During the last two Virtualization Security Podcasts, the panel discussed backups as well as scripting related to backups and in general. We went further to discuss the security implications surrounding backups, including whether or not a recovery is required when a site is hacked. The latter raises an important question: what constitutes a disaster that requires recovery? Is recovery needed only for catastrophic failure (which TVP has experienced)? Is it required in response to malfeasance from a disgruntled employee? To an external cyber-attack? Do you classify cyber-attacks as disasters requiring restoration from known-good sources and restoration of data from a backup, or do you use some other means to recover?
Keeping these thoughts in mind, we discussed not the reasons for backing up, but rather the importance of testing those backups regularly. We also discussed how scripting falls within the boundaries of restoration, how overscripting can be avoided, and business continuity. The real “gotcha” for any restoration made necessary due to malfeasance or disaster is solving the dependency problem.
A dependency problem is one in which backup administrators, virtualization administrators, and perhaps even application administrators and developers just do not know what is really dependent upon what within their environments. Some dependencies we can guess at and feel very confident that we are correct, but others are not that easy to determine. For example, we can most likely say that our entire environment is dependent upon Active Directory (AD) and Domain Name Services (DNS)—but is that 100% accurate? Is it even required? If AD is dependent upon DNS, and DNS is dependent upon AD, then in which order should they be installed? Should some things be foundational and not dependent upon anything else? How do you know what is foundational within your environment?
Tools are needed to help us answer these questions, and with those tools some level of analytics to let us determine whether we have backed up everything associated with an application, including dependencies, as well as whether or not our SLAs are being met with regard to retention, backup time, restoration testing, etc. All of these items can be scripted, and they probably should be. We know that the data exists, and now we need to get it into some usable form with the help of a backup tool. Here are two diagrams taken from VMware Virtual Infrastructure Navigator (VIN). If somehow this information could make it into a backup tool, all of my dependencies would be known. Many other tools can gather this information as well; for instance, practically all Application Performance Management (APM) tools can assist.
I have even more complex applications (according to VIN) within my environment. Using a tool like this as the basis for backup and business continuity scripts and tools would allow us to automatically gather information about our environments (including physical hosts), determine dependencies, and include those dependencies as part of our backup plans. Such a tool could then be used to automatically generate the restoration scripts needed to fully restore an environment.
However, when to restore will always be human decision, and as such, the security team should be involved. The main premise of security and backups is that you need to restore the operating system and applications from known-good sources; generally, this implies install media.
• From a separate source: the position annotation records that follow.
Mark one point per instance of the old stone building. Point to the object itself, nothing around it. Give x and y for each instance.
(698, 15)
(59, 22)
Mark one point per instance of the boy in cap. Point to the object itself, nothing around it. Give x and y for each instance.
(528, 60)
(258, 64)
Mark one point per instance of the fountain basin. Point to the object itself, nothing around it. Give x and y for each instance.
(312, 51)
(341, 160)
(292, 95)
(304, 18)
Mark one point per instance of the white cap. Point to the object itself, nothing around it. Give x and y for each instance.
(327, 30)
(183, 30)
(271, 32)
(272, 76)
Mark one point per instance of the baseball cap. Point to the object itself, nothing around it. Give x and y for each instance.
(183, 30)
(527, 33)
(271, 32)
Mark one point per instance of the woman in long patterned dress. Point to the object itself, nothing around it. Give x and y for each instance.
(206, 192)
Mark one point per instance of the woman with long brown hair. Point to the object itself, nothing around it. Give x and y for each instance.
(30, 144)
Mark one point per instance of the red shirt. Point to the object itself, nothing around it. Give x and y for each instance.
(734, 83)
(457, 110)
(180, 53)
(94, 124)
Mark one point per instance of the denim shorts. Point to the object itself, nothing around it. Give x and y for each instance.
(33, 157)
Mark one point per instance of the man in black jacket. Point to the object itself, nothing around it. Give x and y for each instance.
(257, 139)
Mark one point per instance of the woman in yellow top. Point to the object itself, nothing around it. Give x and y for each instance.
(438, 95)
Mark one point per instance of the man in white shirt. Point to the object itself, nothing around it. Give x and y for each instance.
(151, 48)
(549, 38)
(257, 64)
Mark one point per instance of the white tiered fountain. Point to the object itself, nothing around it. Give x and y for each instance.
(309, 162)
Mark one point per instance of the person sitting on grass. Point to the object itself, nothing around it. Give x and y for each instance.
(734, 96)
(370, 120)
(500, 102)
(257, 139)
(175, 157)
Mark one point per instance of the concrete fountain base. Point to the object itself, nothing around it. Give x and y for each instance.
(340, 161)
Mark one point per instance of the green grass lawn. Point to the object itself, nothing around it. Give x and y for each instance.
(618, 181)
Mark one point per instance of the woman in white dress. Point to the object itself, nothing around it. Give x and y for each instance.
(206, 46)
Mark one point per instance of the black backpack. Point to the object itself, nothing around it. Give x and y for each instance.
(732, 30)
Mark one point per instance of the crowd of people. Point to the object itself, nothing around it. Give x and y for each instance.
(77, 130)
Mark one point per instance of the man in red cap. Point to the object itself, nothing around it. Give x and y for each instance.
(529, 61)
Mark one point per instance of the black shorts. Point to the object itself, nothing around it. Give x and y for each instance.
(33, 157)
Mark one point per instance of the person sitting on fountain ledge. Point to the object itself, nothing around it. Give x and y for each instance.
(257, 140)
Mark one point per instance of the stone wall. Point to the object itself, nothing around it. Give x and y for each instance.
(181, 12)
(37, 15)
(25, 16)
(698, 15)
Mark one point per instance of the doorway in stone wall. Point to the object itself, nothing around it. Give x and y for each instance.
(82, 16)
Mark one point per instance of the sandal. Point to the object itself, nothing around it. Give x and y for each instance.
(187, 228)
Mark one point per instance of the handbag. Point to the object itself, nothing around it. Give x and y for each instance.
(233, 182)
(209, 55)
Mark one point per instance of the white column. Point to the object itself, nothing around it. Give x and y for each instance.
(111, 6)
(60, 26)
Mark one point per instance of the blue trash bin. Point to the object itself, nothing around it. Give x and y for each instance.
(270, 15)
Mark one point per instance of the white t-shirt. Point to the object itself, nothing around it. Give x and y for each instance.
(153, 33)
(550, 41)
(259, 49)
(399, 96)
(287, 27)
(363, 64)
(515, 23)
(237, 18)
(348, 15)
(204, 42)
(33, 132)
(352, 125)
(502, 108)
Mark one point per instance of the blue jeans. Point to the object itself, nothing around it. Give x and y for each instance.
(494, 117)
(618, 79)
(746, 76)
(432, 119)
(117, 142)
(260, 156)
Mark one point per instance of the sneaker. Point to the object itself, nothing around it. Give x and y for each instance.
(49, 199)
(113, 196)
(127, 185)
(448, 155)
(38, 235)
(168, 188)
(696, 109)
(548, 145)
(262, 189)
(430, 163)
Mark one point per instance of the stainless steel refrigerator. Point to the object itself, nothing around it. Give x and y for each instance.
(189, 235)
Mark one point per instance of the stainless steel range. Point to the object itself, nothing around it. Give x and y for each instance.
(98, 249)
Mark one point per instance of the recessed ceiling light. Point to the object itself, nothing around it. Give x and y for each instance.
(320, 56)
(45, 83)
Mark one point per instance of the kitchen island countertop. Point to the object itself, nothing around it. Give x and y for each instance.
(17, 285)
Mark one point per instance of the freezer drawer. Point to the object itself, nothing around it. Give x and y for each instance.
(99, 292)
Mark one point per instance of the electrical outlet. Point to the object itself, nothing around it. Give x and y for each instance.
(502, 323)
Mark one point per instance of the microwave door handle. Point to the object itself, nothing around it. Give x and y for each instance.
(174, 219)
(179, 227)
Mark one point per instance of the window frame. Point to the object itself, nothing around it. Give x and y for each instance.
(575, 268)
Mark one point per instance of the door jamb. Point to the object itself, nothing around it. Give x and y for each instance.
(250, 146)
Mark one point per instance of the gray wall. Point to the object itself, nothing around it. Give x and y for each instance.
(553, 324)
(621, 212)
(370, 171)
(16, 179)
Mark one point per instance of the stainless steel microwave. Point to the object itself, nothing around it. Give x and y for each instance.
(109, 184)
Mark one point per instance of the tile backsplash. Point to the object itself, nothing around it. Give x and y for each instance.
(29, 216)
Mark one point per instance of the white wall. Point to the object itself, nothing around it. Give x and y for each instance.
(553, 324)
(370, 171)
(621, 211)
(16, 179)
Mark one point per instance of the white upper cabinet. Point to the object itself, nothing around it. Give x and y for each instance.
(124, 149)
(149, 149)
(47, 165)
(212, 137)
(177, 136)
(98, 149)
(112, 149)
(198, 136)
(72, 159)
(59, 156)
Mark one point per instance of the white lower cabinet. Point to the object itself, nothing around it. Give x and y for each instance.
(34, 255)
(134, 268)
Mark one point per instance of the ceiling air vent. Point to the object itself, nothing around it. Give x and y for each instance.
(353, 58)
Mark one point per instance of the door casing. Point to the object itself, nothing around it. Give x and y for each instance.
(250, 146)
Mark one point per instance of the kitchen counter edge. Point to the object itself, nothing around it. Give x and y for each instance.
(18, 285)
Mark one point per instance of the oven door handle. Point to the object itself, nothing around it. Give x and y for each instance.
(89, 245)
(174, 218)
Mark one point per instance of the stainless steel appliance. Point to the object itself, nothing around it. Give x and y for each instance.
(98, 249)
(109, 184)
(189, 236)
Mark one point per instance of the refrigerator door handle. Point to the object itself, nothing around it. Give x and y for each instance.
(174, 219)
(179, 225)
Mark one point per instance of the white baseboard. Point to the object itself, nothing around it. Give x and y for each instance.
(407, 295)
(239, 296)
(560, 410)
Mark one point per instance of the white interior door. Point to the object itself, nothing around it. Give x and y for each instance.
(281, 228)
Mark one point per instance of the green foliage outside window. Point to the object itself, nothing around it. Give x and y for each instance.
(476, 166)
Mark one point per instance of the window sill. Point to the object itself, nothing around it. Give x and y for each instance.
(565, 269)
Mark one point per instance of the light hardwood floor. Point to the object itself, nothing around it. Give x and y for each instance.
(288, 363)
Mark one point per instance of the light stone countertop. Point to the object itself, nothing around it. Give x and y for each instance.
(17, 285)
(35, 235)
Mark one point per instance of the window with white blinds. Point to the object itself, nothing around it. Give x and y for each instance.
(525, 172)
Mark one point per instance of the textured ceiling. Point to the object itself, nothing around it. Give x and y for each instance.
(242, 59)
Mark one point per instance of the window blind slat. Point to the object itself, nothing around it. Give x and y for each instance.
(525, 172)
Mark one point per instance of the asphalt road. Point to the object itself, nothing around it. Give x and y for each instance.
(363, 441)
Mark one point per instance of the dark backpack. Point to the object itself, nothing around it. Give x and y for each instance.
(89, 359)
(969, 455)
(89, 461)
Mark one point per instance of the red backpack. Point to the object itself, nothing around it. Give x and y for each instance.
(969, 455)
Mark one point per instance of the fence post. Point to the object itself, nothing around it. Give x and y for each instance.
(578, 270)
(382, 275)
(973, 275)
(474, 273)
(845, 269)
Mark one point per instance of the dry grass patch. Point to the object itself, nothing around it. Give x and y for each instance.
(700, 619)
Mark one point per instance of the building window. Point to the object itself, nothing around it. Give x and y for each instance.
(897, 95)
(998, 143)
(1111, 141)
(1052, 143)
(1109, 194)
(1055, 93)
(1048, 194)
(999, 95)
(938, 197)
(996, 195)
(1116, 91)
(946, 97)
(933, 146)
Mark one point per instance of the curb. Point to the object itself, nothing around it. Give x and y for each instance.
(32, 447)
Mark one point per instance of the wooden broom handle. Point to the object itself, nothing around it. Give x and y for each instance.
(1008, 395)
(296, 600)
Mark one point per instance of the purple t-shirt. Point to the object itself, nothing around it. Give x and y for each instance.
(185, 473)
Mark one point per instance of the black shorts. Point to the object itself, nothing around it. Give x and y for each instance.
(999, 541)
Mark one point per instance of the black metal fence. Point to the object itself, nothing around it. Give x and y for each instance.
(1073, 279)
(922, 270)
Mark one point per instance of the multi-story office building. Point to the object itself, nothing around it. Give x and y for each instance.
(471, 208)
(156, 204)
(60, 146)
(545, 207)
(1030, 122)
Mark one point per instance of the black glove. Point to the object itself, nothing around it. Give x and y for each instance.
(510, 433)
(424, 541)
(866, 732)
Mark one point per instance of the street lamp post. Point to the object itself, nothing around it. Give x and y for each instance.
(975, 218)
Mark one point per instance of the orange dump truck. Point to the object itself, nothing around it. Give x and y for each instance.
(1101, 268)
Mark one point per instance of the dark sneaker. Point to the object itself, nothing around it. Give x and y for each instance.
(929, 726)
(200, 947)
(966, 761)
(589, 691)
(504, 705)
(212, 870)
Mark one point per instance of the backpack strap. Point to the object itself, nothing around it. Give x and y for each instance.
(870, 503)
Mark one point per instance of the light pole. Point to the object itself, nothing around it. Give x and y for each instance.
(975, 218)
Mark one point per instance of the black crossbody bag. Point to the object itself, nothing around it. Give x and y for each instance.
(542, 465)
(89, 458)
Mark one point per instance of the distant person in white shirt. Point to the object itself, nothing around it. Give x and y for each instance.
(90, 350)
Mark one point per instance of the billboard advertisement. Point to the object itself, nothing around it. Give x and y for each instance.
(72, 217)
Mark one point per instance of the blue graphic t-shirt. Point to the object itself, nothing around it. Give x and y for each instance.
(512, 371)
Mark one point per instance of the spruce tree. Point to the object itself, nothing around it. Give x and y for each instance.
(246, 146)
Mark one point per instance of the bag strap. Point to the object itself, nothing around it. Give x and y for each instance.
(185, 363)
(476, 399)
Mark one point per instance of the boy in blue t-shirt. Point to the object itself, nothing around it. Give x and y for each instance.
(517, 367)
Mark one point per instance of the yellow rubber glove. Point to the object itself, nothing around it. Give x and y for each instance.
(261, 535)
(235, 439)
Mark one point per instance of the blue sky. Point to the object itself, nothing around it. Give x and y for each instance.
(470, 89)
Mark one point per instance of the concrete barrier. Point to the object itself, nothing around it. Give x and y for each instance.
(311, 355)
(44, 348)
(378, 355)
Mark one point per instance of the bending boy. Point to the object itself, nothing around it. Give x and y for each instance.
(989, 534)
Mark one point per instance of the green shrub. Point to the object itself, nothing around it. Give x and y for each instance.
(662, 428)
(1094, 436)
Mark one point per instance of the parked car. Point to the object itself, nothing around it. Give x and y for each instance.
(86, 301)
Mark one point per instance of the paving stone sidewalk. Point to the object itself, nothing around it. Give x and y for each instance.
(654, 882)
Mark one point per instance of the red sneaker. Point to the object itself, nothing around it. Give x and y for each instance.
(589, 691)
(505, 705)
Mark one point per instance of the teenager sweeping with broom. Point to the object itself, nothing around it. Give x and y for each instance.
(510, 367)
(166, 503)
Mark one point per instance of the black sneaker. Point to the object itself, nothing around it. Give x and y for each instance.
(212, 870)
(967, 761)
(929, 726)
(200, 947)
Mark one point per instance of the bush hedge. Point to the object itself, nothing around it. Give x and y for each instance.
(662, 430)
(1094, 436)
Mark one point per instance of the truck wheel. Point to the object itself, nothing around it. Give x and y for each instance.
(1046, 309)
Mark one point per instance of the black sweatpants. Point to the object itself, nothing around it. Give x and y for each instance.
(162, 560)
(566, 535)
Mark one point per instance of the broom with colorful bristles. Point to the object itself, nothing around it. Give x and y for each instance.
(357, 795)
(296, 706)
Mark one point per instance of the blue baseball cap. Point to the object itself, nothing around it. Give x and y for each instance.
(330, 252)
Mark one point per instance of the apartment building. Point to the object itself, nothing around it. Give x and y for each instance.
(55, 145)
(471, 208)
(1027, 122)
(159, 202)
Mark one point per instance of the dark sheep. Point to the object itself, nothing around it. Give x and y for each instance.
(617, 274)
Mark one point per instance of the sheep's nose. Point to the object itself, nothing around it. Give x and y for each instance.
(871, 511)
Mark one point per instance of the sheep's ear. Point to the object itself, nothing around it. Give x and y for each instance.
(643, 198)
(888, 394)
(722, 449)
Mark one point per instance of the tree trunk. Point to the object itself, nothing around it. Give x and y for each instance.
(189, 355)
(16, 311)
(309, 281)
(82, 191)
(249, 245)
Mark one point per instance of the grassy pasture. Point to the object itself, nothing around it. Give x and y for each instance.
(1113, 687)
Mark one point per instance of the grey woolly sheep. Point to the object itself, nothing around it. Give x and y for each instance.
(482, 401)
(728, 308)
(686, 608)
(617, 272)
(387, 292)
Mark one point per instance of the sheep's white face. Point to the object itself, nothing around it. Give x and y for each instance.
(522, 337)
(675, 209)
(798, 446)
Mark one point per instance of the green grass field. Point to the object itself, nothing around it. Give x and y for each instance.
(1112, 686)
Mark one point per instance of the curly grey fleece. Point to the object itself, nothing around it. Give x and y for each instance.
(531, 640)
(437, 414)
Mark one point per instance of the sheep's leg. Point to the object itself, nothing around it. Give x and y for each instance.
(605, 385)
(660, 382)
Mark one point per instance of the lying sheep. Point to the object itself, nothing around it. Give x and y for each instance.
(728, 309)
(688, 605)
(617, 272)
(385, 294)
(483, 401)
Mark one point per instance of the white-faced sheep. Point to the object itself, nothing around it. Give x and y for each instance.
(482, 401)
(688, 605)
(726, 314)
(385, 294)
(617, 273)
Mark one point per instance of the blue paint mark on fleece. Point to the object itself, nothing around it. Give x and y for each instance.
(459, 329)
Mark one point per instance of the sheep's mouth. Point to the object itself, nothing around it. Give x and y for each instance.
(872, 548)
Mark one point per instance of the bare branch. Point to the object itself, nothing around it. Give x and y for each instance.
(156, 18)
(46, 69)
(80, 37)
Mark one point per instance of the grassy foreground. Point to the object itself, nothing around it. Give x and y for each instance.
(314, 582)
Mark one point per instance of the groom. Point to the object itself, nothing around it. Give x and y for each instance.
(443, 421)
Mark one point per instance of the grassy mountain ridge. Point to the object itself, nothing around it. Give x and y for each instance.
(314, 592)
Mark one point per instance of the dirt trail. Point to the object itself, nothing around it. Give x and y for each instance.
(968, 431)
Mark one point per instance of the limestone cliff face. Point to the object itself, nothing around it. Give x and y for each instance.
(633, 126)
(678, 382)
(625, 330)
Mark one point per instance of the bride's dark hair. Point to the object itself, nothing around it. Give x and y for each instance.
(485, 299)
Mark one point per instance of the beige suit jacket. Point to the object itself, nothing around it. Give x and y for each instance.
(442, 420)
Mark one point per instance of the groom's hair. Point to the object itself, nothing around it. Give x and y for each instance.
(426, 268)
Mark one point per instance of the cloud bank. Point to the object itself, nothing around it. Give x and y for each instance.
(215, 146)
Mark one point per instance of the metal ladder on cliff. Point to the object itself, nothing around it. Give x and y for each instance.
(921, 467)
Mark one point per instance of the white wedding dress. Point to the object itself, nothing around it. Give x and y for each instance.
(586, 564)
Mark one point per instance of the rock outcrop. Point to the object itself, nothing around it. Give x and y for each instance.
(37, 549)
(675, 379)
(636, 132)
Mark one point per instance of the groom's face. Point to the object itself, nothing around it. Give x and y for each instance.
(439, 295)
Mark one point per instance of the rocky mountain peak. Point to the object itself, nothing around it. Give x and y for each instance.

However, you will need to know your supply chain in order to determine whether the media is considered to be good. That is another tool that could be used: one to inspect your supply chain. Several are available, including a system hosted by the federal government. Once everything is installed properly, then you can restore your data.
Ah, but there is the rub: how do you script installation and data restoration? Do you even know if your data is good? We can help with the first question, but the second is more difficult. The real goal of automation—automation for security reasons as well as for business continuity and recovery—is to have a repeatable process. All of the backup tools I see are effectively large scripting engines with APIs wrapped with a GUI. It is possible to treat these tools as part of a third-generation application for restoration. Use a script to install from media, apply patches, and then restore the data from the backup tool using the backup tool itself, accounting for all dependencies. Security needs to be part of this scripting process, as patching, patch repositories, and security policies still need to be applied, even when recovering from disaster.
The goal here is to have a repeatable process that can restore your data without human intervention, except to start and monitor the process. The decision regarding when to restore may be based on any number of reasons, including employee or third-party malfeasance, natural disaster, or human error. This repeatable process must include security controls and may be prompted by security issues.
Do you include security as part of your backups and as part of your disaster recovery and business continuity plans?